Forum: Poser - OFFICIAL


Subject: THE BASIC RULES FOR MODELING 3D FOR POSER / DS !?

BAR-CODE opened this issue on Jan 15, 2007 · 41 posts


kuroyume0161 posted Mon, 15 January 2007 at 1:54 PM

Chamfer and Bevel are pretty much interchangable (hehe - both refer to a small edge of about 45 degrees between two surfaces meeting at a greater angle).

Hard to be too non-technical here.  A normal is the appropriate (and only) term for a vector perpendicular to a plane).  You want to talk 3D modeling, you're talking 3D mathematics. :)

Point - a point in space defined by one or more numbers along basic axes (X,Y,Z defined by (0.0,1.0,0.0) for instance).

Vector - a point or a direction from some origin.

Vertex - a point belonging to a polygon or other surface.

Normal - a vector perpendicular (at 90 degrees) to a plane (a polygon is usually a plane surface).
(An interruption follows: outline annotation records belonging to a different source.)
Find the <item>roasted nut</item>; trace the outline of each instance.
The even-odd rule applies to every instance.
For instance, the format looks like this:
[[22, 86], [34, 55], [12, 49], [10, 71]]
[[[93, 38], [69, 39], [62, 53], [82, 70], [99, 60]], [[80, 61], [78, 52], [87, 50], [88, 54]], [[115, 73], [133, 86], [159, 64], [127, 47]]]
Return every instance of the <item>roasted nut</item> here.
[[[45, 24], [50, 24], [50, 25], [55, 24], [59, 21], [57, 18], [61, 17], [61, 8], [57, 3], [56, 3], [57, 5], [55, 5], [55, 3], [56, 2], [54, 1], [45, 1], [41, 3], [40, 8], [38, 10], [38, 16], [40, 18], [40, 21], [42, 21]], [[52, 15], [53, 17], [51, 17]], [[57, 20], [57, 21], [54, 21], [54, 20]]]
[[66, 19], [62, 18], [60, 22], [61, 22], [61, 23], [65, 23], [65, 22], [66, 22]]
Unit Vector - a vector 'normalized' so that it is within the distance range of 0.0 to 1.0.  Note the wordplay with 'normal' and 'normallized' - normals are normally normalized. ;P

Edge - a line segment that is part of the polygon boundary defined between two consecutive points in the vertex array (see Polygon vertex winding order below).

Polygon - the space enclosed by a set of points.
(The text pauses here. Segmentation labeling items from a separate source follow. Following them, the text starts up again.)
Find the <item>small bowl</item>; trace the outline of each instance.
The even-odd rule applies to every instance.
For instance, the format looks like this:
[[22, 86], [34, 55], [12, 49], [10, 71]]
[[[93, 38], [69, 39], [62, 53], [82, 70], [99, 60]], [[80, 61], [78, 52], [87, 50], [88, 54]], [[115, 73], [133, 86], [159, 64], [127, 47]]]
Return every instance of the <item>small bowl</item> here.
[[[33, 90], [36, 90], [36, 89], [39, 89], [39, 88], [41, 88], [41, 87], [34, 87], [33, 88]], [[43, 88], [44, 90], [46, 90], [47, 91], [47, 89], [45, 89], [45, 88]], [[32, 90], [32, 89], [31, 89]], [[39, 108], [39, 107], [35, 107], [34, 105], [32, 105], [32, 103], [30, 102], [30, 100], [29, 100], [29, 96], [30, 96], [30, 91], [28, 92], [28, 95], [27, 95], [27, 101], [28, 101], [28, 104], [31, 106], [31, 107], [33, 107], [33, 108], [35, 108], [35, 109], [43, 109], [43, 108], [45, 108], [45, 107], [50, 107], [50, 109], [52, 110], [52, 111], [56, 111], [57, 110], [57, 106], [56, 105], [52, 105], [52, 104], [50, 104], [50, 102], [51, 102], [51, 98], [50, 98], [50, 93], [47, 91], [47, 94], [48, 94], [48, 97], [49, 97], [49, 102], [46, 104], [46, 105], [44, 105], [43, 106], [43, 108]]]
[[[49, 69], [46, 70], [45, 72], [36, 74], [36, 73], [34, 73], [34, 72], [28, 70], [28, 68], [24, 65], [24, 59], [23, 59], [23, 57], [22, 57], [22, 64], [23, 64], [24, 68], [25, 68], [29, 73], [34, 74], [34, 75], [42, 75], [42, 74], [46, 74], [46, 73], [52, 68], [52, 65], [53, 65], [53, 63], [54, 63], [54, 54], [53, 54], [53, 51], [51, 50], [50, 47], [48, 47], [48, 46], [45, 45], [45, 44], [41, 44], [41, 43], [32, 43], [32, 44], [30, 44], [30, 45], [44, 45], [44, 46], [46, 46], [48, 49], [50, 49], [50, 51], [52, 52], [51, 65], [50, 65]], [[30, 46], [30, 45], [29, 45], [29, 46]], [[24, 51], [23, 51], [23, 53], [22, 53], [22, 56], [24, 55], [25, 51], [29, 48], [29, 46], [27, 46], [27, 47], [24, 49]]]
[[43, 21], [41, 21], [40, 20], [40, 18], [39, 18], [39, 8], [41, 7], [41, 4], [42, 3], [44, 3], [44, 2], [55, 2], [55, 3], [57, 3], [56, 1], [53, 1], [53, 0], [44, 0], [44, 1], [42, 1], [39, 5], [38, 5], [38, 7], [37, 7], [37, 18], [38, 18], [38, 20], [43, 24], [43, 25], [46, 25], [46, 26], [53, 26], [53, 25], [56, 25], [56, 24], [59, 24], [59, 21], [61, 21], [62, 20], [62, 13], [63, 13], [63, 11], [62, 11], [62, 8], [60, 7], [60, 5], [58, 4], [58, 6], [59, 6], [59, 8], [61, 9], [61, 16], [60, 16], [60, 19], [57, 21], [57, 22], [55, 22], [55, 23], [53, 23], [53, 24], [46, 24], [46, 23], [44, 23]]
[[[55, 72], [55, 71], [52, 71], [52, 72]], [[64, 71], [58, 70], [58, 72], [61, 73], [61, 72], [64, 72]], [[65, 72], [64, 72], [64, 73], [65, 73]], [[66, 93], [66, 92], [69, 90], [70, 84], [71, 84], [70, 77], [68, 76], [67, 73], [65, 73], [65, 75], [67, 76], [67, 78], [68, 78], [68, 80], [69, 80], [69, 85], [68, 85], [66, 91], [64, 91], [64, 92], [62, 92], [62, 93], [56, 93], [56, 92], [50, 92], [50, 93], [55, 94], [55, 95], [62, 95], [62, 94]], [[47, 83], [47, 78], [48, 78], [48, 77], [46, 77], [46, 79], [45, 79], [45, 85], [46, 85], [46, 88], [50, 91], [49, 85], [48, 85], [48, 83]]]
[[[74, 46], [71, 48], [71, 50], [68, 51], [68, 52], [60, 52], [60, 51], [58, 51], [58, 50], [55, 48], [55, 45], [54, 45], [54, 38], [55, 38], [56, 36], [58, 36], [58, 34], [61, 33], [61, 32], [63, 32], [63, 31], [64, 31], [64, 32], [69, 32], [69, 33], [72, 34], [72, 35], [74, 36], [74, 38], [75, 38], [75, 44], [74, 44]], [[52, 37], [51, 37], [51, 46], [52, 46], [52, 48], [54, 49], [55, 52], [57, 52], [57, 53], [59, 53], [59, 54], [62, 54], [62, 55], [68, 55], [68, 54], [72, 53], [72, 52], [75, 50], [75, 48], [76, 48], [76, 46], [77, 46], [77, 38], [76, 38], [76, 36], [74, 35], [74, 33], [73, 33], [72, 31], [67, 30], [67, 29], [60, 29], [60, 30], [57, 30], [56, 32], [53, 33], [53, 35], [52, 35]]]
Triangle - a polygon of three sides.

Quad (Quadrangle) - a polygon of four sides.

N-gon - a polygon of more than four sides.  This is a 3D computer graphics term invented to distinguish between triangle-quads and polygons having more than four sides.  A polygon can't have less then three sides - this is a degenerate polygon.  Most 3D computer programs and games work best with triangles and quads.

Polygon vertex winding order - this is the order of the points (in an array, from first to last) that make up the polygon when viewed from the side of the polygon that is the same as the normal.

Convex - bulging out.

Concave - indented or pushed in.

It'd probably be more instructional to do some images, but I don't have time for a tutorial on this.  Maybe some can illustrate these definitions (or you can find something on Google - there should be tons of stuff either related to basic 3D mathematics or graphics that will define and illustrate these concepts).

C makes it easy to shoot yourself in the foot. C++ makes it harder, but when you do, you blow your whole leg off.